# My "new" old 22



## Alayote223 (Feb 18, 2013)

Just bought this Ruger 10/22 from a guy here locally. I got it to shoot squirrels with, but I'm thinking I might try it on coyotes... Good Practice !! :smile:


----------



## catcapper (Feb 11, 2010)

Nice look'in Ruger Alayote223. I'd like to find a used one with a full length stock.

Shoot'in coyotes with a .22 you gotta be nuts on with bullet placement. I shoot Stinger ammo--- they have a bit of smack to em. I shot some Yellowjacket rounds on prairie dogs. They were vicious on the little rascals, but I had feeding problems cause of the shape of the bullet.

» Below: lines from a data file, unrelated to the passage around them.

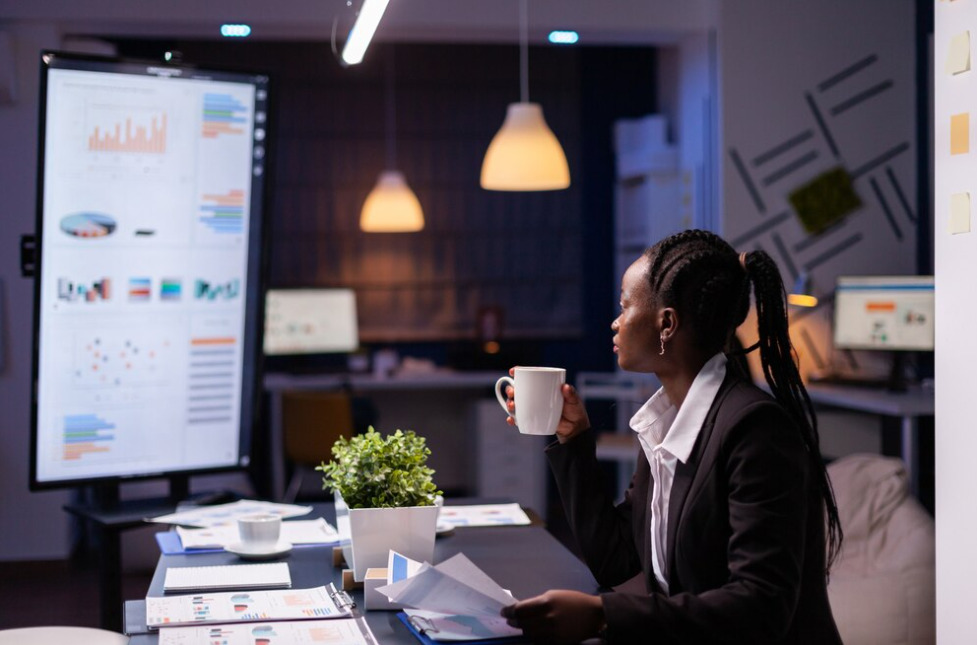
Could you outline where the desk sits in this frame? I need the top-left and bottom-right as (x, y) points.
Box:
(125, 503), (598, 645)
(807, 384), (936, 494)
(264, 370), (504, 500)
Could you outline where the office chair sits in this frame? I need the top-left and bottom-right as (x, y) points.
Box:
(0, 627), (129, 645)
(282, 391), (353, 502)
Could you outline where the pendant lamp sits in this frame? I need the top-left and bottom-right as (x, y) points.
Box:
(360, 51), (424, 233)
(481, 0), (570, 191)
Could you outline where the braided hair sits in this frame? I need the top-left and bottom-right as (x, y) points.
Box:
(645, 230), (842, 569)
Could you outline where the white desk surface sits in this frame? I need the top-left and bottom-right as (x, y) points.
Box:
(264, 370), (507, 392)
(0, 627), (129, 645)
(807, 383), (936, 417)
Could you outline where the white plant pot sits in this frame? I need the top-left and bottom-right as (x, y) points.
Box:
(336, 493), (441, 582)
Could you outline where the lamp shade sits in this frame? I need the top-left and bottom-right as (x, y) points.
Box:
(360, 170), (424, 233)
(481, 103), (570, 191)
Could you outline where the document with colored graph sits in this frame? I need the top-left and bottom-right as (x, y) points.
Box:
(146, 587), (351, 629)
(159, 618), (377, 645)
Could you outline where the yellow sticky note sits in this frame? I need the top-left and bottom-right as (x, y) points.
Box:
(950, 193), (970, 235)
(945, 31), (970, 74)
(950, 112), (970, 155)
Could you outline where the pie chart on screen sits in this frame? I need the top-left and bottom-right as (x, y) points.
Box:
(61, 213), (116, 237)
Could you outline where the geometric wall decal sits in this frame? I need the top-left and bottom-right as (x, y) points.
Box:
(787, 166), (862, 235)
(950, 112), (970, 155)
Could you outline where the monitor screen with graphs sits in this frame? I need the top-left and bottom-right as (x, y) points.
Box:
(31, 52), (269, 489)
(834, 275), (936, 351)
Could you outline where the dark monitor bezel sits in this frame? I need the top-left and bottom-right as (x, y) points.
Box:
(29, 50), (275, 491)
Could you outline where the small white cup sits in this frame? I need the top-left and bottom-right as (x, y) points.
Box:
(495, 367), (567, 434)
(237, 513), (282, 548)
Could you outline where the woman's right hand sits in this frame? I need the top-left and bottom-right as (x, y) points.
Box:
(505, 368), (590, 443)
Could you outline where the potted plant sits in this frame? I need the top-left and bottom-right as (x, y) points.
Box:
(316, 426), (441, 582)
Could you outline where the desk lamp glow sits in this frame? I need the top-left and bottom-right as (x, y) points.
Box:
(481, 0), (570, 191)
(787, 273), (818, 308)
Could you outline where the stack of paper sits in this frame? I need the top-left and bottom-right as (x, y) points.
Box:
(163, 562), (292, 591)
(146, 587), (351, 629)
(438, 503), (530, 527)
(377, 553), (522, 641)
(159, 618), (376, 645)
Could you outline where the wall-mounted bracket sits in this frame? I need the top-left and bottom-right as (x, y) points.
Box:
(20, 235), (37, 278)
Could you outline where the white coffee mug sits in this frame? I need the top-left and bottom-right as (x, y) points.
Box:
(237, 513), (282, 547)
(495, 367), (567, 434)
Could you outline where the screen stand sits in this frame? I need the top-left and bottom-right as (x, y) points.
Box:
(64, 475), (190, 632)
(886, 352), (909, 392)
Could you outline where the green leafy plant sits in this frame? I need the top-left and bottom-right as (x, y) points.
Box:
(316, 426), (441, 508)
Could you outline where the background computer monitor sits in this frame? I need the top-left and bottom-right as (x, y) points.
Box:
(30, 52), (273, 490)
(834, 276), (936, 391)
(834, 276), (935, 351)
(264, 289), (359, 356)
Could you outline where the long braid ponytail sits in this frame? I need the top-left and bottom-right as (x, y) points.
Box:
(743, 251), (843, 570)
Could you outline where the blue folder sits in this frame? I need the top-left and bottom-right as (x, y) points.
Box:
(397, 611), (530, 645)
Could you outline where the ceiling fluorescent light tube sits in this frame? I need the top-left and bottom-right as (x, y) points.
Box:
(342, 0), (390, 65)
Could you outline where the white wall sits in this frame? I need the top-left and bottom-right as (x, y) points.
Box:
(718, 0), (917, 380)
(0, 24), (68, 560)
(933, 1), (977, 643)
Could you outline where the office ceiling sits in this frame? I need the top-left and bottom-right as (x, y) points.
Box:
(0, 0), (719, 45)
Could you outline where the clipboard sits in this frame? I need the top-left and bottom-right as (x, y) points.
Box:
(397, 611), (531, 645)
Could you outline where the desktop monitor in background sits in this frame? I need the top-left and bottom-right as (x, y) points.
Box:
(264, 289), (359, 368)
(834, 276), (935, 389)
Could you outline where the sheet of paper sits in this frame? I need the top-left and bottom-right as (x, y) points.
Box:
(438, 504), (530, 526)
(404, 609), (522, 642)
(387, 551), (424, 584)
(945, 31), (970, 75)
(163, 562), (292, 591)
(146, 587), (350, 629)
(176, 517), (339, 549)
(159, 618), (377, 645)
(377, 553), (514, 616)
(950, 193), (970, 235)
(148, 499), (312, 527)
(950, 112), (970, 155)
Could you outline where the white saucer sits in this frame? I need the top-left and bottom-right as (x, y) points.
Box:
(224, 540), (292, 560)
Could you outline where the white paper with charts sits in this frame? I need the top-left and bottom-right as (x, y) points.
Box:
(159, 618), (377, 645)
(146, 587), (351, 629)
(377, 553), (522, 641)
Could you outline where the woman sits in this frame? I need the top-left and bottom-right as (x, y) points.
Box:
(503, 231), (841, 645)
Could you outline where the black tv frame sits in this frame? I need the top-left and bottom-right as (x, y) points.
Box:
(29, 50), (276, 498)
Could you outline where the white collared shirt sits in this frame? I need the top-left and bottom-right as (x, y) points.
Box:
(629, 352), (726, 594)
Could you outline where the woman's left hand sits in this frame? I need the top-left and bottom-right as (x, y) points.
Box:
(502, 590), (604, 643)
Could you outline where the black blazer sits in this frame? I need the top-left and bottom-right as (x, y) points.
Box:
(546, 370), (841, 645)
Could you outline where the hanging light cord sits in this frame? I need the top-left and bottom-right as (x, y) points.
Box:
(519, 0), (529, 103)
(386, 45), (397, 170)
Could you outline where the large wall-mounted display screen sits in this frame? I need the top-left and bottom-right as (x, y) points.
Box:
(31, 52), (268, 488)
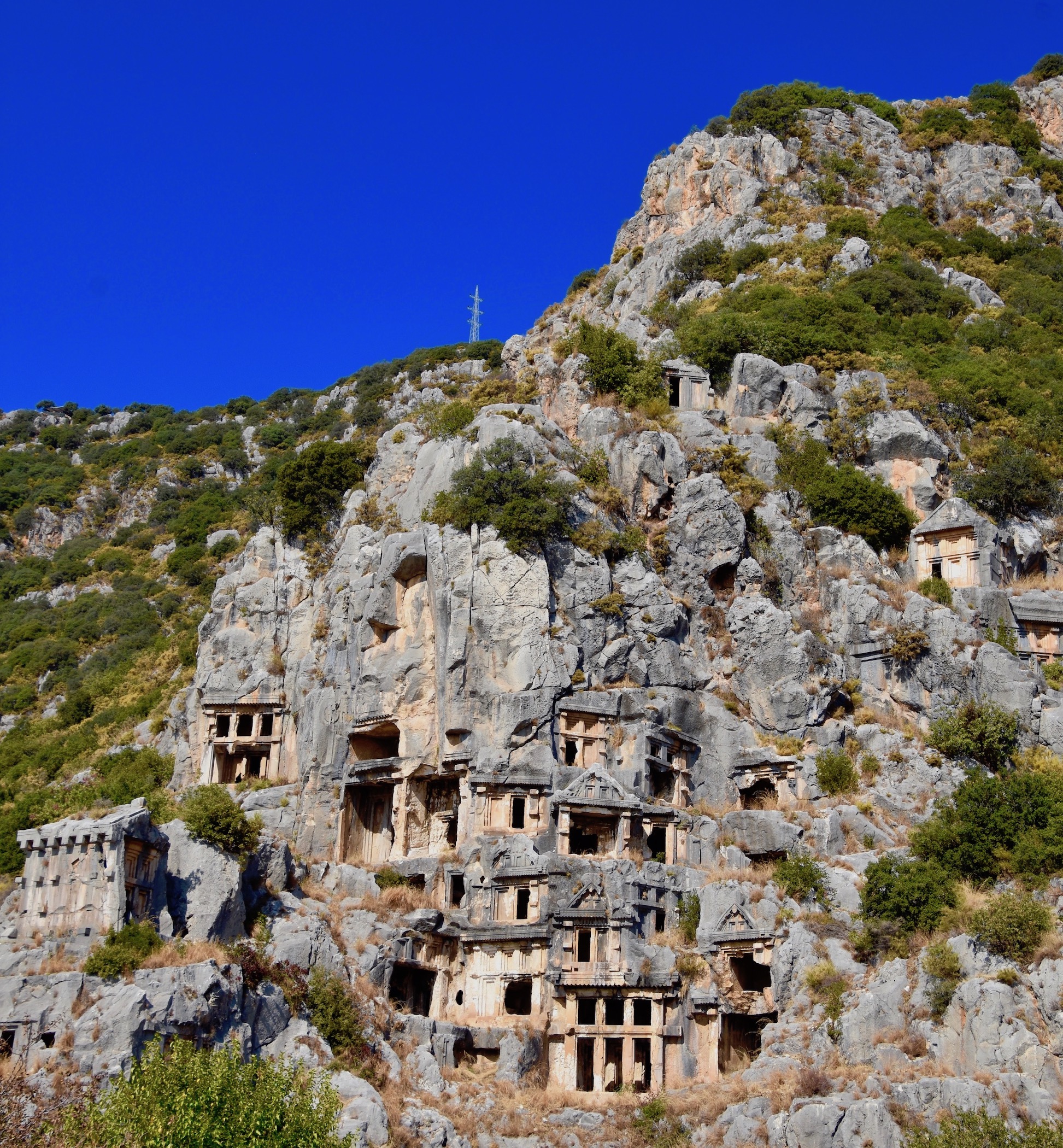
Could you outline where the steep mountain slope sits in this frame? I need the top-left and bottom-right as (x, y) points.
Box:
(8, 57), (1063, 1148)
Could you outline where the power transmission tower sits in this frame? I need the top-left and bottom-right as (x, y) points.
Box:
(466, 284), (483, 343)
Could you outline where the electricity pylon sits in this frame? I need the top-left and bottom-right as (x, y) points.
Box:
(466, 284), (483, 343)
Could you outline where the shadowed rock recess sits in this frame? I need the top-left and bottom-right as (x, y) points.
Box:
(12, 65), (1063, 1148)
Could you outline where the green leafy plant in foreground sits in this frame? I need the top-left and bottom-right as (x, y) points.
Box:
(67, 1039), (351, 1148)
(907, 1109), (1063, 1148)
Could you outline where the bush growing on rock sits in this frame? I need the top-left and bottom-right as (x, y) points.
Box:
(678, 893), (701, 945)
(971, 893), (1055, 964)
(307, 968), (371, 1071)
(912, 769), (1063, 885)
(67, 1040), (350, 1148)
(860, 853), (956, 933)
(954, 440), (1059, 519)
(804, 961), (849, 1042)
(730, 80), (901, 140)
(771, 853), (832, 908)
(816, 749), (860, 796)
(565, 267), (598, 295)
(776, 438), (915, 550)
(926, 701), (1018, 770)
(421, 438), (572, 551)
(918, 577), (953, 606)
(1030, 52), (1063, 84)
(180, 785), (262, 857)
(83, 921), (162, 980)
(274, 442), (372, 538)
(923, 941), (963, 1020)
(907, 1109), (1063, 1148)
(558, 319), (668, 406)
(886, 626), (930, 669)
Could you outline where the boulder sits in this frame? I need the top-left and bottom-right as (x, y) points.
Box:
(495, 1030), (543, 1083)
(938, 267), (1005, 307)
(867, 411), (948, 462)
(332, 1072), (389, 1148)
(723, 353), (786, 420)
(666, 474), (745, 599)
(831, 236), (875, 276)
(162, 821), (247, 941)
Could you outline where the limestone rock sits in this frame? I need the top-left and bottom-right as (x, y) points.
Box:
(831, 236), (875, 276)
(162, 821), (247, 940)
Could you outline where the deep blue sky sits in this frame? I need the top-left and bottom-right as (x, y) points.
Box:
(0, 0), (1063, 409)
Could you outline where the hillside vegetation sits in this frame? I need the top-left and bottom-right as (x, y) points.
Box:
(0, 341), (501, 874)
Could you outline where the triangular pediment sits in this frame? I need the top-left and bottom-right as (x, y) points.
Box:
(713, 905), (756, 932)
(568, 876), (609, 914)
(558, 766), (635, 805)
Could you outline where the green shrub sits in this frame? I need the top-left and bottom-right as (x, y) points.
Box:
(912, 769), (1063, 885)
(816, 749), (860, 796)
(926, 701), (1018, 770)
(985, 618), (1018, 653)
(907, 1109), (1063, 1148)
(565, 267), (598, 295)
(804, 961), (849, 1042)
(422, 438), (572, 551)
(588, 590), (627, 618)
(420, 399), (477, 438)
(771, 853), (833, 908)
(274, 442), (372, 538)
(776, 438), (915, 550)
(307, 968), (369, 1068)
(954, 440), (1059, 519)
(918, 577), (953, 606)
(58, 690), (94, 725)
(678, 893), (701, 945)
(572, 319), (667, 406)
(860, 853), (956, 933)
(971, 893), (1055, 964)
(923, 941), (963, 1020)
(730, 80), (901, 140)
(1030, 52), (1063, 84)
(84, 921), (162, 980)
(67, 1039), (353, 1148)
(180, 785), (262, 857)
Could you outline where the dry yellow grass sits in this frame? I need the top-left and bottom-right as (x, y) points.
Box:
(140, 940), (232, 969)
(1009, 571), (1063, 594)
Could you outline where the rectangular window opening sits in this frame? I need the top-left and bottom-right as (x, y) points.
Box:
(576, 929), (591, 964)
(505, 978), (532, 1016)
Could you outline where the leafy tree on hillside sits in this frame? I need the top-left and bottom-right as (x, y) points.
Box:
(422, 438), (572, 551)
(275, 442), (369, 538)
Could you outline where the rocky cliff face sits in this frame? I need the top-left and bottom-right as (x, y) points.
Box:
(10, 69), (1063, 1148)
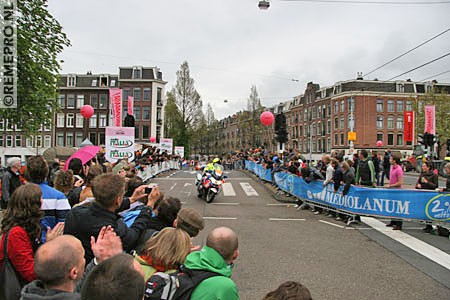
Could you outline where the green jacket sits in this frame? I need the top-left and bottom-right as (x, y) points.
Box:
(184, 246), (239, 300)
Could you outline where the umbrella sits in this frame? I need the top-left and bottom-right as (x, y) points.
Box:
(64, 146), (101, 171)
(42, 146), (76, 162)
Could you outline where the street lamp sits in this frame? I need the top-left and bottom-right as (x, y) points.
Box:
(258, 0), (270, 10)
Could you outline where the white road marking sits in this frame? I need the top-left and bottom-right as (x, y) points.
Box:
(203, 217), (237, 220)
(319, 220), (345, 229)
(361, 217), (450, 270)
(269, 218), (306, 221)
(222, 182), (236, 196)
(239, 182), (259, 196)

Heres a pic of my old reliable 10/22--- bought'er new a couple decades ago.









awprint:


----------



## youngdon (Mar 10, 2010)

I agree that the 22lr is a bit on the light Side for quick clean kills on coyote sized game , but that is a beauty of a gun. Watch out squirrels!


----------



## sneakygroundbuzzard (Nov 1, 2012)

sweet rifle

but i would add a lttle to the caliber for yotes

.22 is a little light,now put a 3 at the end of it and your on to something 

unless your failry close and plan on putting them in the grey matter container


----------



## A10hunter (Jan 30, 2013)

Sweet rifles, love mine, but would not shoot coyotes with it unless you can pull off close range head shots or lethal lung and heart shots. Not going to be an easy task, and you don't want to shoot to wound.


----------



## 220swift (Mar 2, 2011)

great looking rifle, but like everyone has posted, not for coyotes. go get them squirrels.


----------